The Barnes case arose in the state court in Indiana in the same manner as had the Hansen case in Wisconsin, on a certified question
This [answer] is consistent with our holding in Barnes and is limited to cases, such as this one, where an injury to a plaintiff is caused by a disease which may have been contracted as a result of protracted exposure to a foreign substance. 543 N.E.2d at 384.
* * * *
As was the situation in Barnes this case involves a latent disease which may have been contracted as a result of the introduction of a foreign substance into a person‘s body. In Barnes that foreign substance was the Dalkon shield intrauterine device manufactured by A.H. Robins, Co., Inc. In the present case, the foreign substance is asbestos, a naturally occurring substance that the defendants allegedly mined and supplied to the plaintiff‘s employer in raw, chrysotile, fibrous form. In both cases, the foreign substance was introduced into the plaintiff‘s body long before any injury or resultant disease became manifest. Although it is true that the plaintiff‘s cause of action did not accrue for purposes of the two (2) year statute of limitations . . . until such time that the plaintiff knew or should have discovered that he suffered an injury or impingement, the fact remains that the injury was inflicted, during the time of protracted exposure to an inherently dangerous foreign substance. 543 N.E.2d at 384.

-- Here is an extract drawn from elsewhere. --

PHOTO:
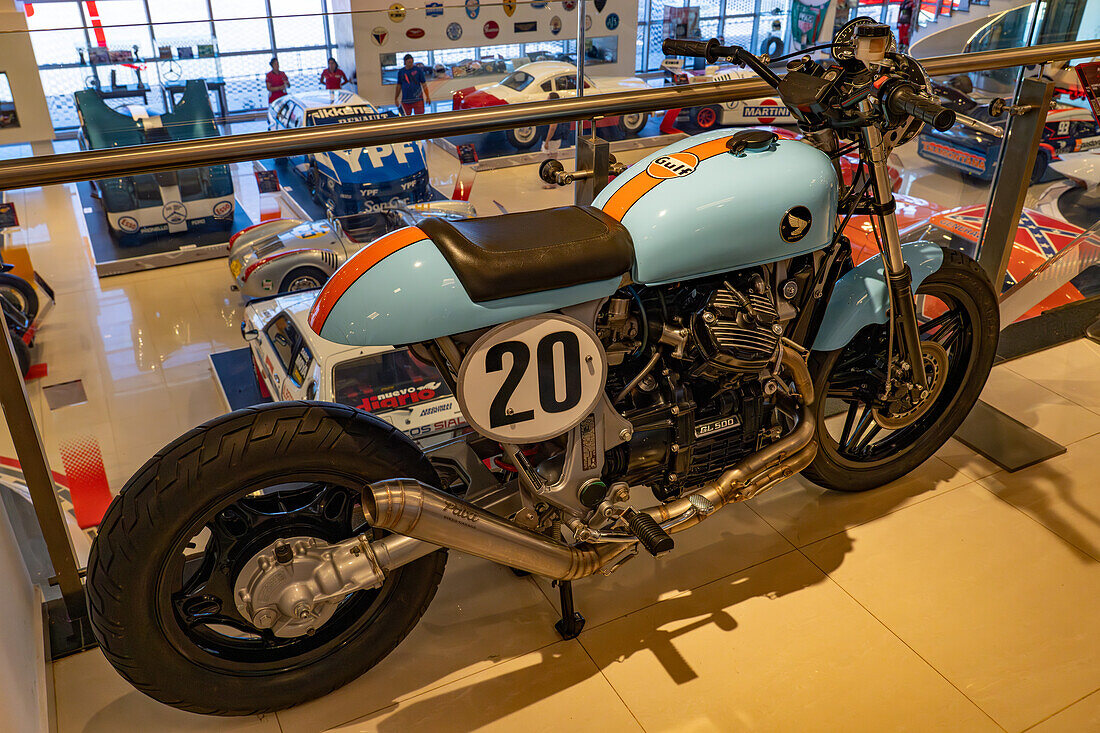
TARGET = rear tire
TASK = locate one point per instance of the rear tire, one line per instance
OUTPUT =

The significance of the Covalt case, of course, is that the Indiana Court, in holding that asbestosis was subject to a discovery rule, and that a statute of limitation applied rather than a statute of repose, equated asbestosis to pelvic inflammatory disease from the use of a Dalkon Shield in arriving at its conclusion. The Covalt case is not different in any significant particular from the case at hand, and no case coming to a contrary conclusion has come to our attention. Finally, in Avery v. Mapco Gas Products, Inc., 18 F.3d 448, 454 (7th Cir.1994), the Seventh Circuit construed Covalt and Barnes as we have to this effect: ” . . . The Indiana Supreme Court has concluded that injuries attributed to intrauterine devices and asbestos are not subject to the statute of repose.” Consistent with the literal language of the Wilder case, we find those cases from the Seventh Circuit, Indiana and Wisconsin to be persuasive.
VACATED AND REMANDED
Notes
No action for the recovery of damages for personal injury, death or damage to property based upon or arising out of any alleged defect or any failure in relation to a product shall be brought more than six years after the date of initial purchase for use or consumption.